2014.12.19 | le trou pour aller en Chine (de l’Internet chinois)


On en plaisante souvent dans nos contrées : un trou qu’on percerait tout droit dans la Terre et permettrait de ressortir dans l’autre hémisphère. Ça a donné pas mal de science-fiction, et on continue scientifiquement aussi de gamberger sur ces océans ignorés dont nous n’arpentons que la croûte. Ça a l’air d’une plaisanterie mais non, ça existe je l’ai vérifié : il sort à Shenzhen, et si vous passez la souris sur l’image vous verrez en émerger tout frais Denis Zwirn, fondateur et dirigeant de Numilog, et un des pionniers de la distribution numérique, maintenant à dimension internationale (c’est pour ça qu’il m’a montré le truc).

C’est à distance du retour qu’on gamberge sur la Chine, dans la frustration d’en avoir vu si peu, et peut-être même pas la Chine du tout, sauf une fois ces vieux qui jouaient aux dominos sur le trottoir et dont un m’avait cordialement encouragé à le photographier.
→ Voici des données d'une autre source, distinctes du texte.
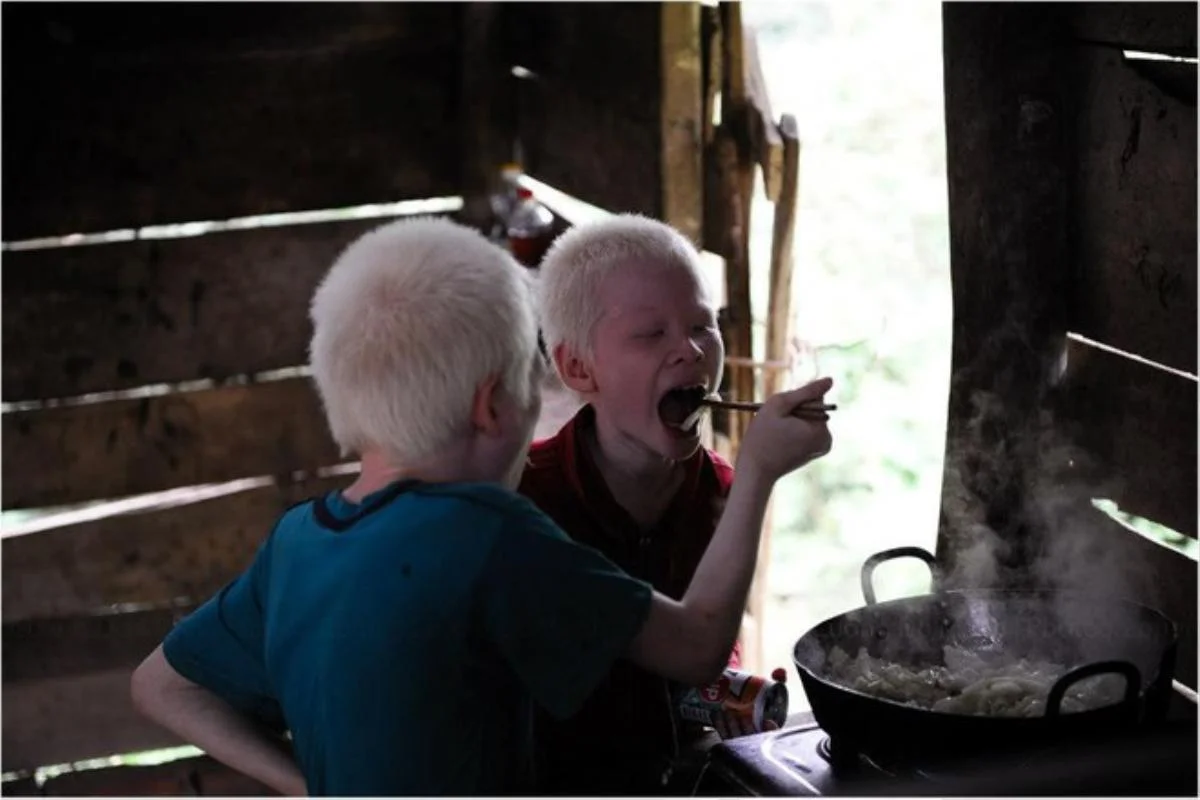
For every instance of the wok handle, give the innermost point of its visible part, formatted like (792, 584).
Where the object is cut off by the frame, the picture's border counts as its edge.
(868, 573)
(1123, 668)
À Cergy parmi les étudiants chinois j’ai Song Wei (le nom avant le prénom). Il me conviait la semaine dernière à voir son travail photo. En entrant dans la salle, suspendue au plafond à hauteur de visage, on reconstituait qu’il s’agissait d’un de ces gros moustiques (un « cousin » on dit chez nous) accroché à un fil, et les positions qu’il avait prises pour tenter de fuir dessinaient toutes ces radiales sur le papier photographiques, puis l’image devenant nette et fixe à sa mort, lui-même était parfaitement net et comme abstrait en bas de l’image. Les limites extrêmes de son combat définissant les lignes les plus précises, selon un angle plus large : l’insecte mort pendait à la verticale. C’était troublant parce que la mort programmée de l’insecte faisait partie du processus même de la constitution de l’image.

Wei proposait aussi une très belle série de diptyques noir et blanc, d’autres choses aussi plus anciennes, et, sur le mur de gauche, 14 photos de format 15x22 paysage, des photographies presque monochromes avec vagues bandes ou traînées horizontales. Il avait pris successivement, d’un terminus à l’autre, les 14 lignes de métro parisienne, appuyant son appareil photo à la vitre, déclenchant au départ et refermant tout à la fin. Ce qui est étrange, c’est qu’aucune des 14 lignes n’avait donné la même image. Et, parmi les 14, au moins 3 dont la configuration tendant au monochrome étonnait par sa beauté. Je ne sais pas ce qu’une telle idée apporte à la cartographie de la ville, ni ce que l’arbitraire du protocole détermine pour l’abstraction horizontale des images. Mais ce moustique et ces 14 planches me sont restées fortement rémanentes.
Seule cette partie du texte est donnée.